While great writers try so, so, so hard to remain balanced, to just tell the story, to examine what could be the truth from all sides…the truth is, writers are only human. They have biases and prejudices – often fed by their Time. They’re (we’re) bound to fuck up. And only future generations can tell how much so.

But I think, by being aware of what we’re saying, we’ll be able to say it better, without offending too many, and without compromising our own integrity or the integrity of our work.

Okay, I’ve gone on waaaay too long. You’re turn. What’re your thoughts on political correctness? Derogatory terms? The three mentors’ language? Or, you know, if you know a good joke that’ll lighten the heavy discussion…. =)

Comments

7 responses to “Product-of-Your-Time Rhetoric – Is Awareness the Answer?”

  1. Al Avatar

    It seems we need to judge people by the standards of the time.

    Language like this raises an issue for authors. In writing historical fiction I want to be authentic, but I don't want to alienate a modern audience.

    A conundrum.

  2. Jenny Maloney Avatar

    Oooo, historical fiction raises a whole set of questions: How authentic? How alienating? Like you said.

    But then you've got genres within genres within the historical genre as well. Generally historical romance won't bring that kind of language in, even to create authenticity. And the newer genres that mix sci-fi/fantasy with history won't because they almost have too much in the text anyway. But literary fiction? Are you almost obligated, as a writer, to get that authenticity in there? If so, how on Earth do you do that without (as you're so rightly concerned about) alienating the savvy audience-of-today?

  3. Debbie Avatar

    Good points. I just finished reading The Help. “Colored” is used all the time with an occasional “nigger” thrown in. It wasn't alienating to me, because that's how people talked then. As a matter of fact, I would have expected more derogatory terms used more frequently.

    The term Politically Correct has been demonized over the past decade or so. IMHO, it simply replaced what used to be called being aware of other people's feelings. And a lot of that can be avoided by not lumping people into categories.

  4. Jenny Maloney Avatar

    Deb-I just picked up The Help today. It was actually the movie preview that convinced me. Somehow, working with all those books, seeing that it was a bestseller, I hadn't looked to see what it was about until I was waiting around to watch Bridesmaids.

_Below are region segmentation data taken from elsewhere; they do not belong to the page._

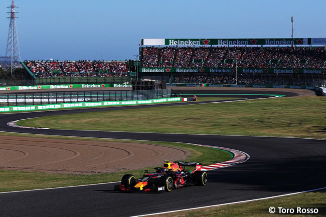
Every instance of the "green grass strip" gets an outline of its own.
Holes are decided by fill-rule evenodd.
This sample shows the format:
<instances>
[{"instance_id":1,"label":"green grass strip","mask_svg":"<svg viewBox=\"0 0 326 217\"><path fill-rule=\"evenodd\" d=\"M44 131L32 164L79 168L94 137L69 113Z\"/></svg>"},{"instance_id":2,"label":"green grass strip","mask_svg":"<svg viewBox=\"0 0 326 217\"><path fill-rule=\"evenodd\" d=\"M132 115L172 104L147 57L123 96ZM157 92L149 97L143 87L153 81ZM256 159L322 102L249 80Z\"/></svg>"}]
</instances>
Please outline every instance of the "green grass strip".
<instances>
[{"instance_id":1,"label":"green grass strip","mask_svg":"<svg viewBox=\"0 0 326 217\"><path fill-rule=\"evenodd\" d=\"M326 189L323 189L255 201L150 216L156 217L324 217L326 216L325 201L326 201ZM269 213L269 209L271 206L276 209L274 213ZM279 209L278 207L293 208L294 213L279 213ZM301 208L301 210L303 208L317 208L318 213L297 214L297 207Z\"/></svg>"}]
</instances>

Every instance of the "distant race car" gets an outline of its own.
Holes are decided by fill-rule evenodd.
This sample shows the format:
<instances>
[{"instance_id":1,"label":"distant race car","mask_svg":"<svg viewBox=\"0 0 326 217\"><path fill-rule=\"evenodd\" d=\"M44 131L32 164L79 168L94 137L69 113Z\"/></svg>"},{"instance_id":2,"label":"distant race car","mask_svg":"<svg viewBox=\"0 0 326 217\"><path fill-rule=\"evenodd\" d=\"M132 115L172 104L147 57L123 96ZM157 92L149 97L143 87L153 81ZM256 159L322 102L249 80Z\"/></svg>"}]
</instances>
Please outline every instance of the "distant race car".
<instances>
[{"instance_id":1,"label":"distant race car","mask_svg":"<svg viewBox=\"0 0 326 217\"><path fill-rule=\"evenodd\" d=\"M196 169L187 171L183 166L196 166ZM122 191L162 192L186 185L205 185L207 173L201 170L201 167L197 162L166 160L162 167L154 168L156 172L145 170L141 178L136 179L130 174L123 175L121 184L116 185L115 189Z\"/></svg>"}]
</instances>

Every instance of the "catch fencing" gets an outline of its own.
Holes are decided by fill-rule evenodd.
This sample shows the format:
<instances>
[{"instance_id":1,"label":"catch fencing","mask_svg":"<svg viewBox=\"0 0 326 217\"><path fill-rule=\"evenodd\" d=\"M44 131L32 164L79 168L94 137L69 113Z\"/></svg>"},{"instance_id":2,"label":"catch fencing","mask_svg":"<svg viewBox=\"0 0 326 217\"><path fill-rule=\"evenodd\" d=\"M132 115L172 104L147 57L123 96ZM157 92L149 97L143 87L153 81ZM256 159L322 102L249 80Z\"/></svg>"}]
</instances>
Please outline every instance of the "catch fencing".
<instances>
[{"instance_id":1,"label":"catch fencing","mask_svg":"<svg viewBox=\"0 0 326 217\"><path fill-rule=\"evenodd\" d=\"M0 94L0 106L143 100L170 97L171 89L64 91Z\"/></svg>"}]
</instances>

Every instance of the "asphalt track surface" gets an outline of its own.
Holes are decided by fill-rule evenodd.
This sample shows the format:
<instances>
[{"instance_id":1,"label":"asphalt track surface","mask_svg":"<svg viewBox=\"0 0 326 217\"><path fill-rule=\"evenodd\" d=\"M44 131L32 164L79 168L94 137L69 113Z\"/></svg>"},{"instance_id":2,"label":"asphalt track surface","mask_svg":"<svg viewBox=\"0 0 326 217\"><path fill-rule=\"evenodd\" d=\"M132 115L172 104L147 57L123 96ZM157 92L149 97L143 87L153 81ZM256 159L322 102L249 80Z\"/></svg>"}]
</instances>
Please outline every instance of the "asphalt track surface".
<instances>
[{"instance_id":1,"label":"asphalt track surface","mask_svg":"<svg viewBox=\"0 0 326 217\"><path fill-rule=\"evenodd\" d=\"M179 92L185 93L185 91L187 91ZM269 92L269 94L284 94L287 96L295 95ZM199 91L196 93L200 93ZM220 91L219 93L227 93ZM236 93L229 91L229 93ZM244 92L241 91L241 93ZM254 96L248 96L248 97ZM261 98L261 96L259 97ZM0 115L0 131L216 145L244 151L250 156L249 160L235 166L208 171L209 181L206 186L190 186L163 193L118 192L113 190L115 183L0 193L0 215L9 216L131 216L256 199L326 186L326 141L324 140L267 137L81 132L19 128L7 125L11 121L35 117L171 105L170 104L3 114ZM266 213L268 208L266 207Z\"/></svg>"}]
</instances>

    I don't know what that says about my taste….

  5. Deniz Bevan Avatar

    I disagree with revising old books to remove anything our current sensibilities deem is “wrong” – I mean, wouldn't it be silly if a hundred years from now our books were edited to remove, I don't know, any reference to Republicans vs Democrats or something?
    I agree with you that it behooves ([g]) authors to pay extra attention to their word choices. Since words are our medium and we ought to be aware of which ideas and views we're perpetuating.
    It *is* odd that Christie and Woodhouse should have repeated some of those ideas, if only because they both lived through WWII.

  6. Jenny Maloney Avatar

    I'm pretty sure that the examples from Christie and Wodehouse are earlier works–pre WWII.

  7. Deniz Bevan Avatar

    Aha, that's what I thought. I bet that would have made a difference to them.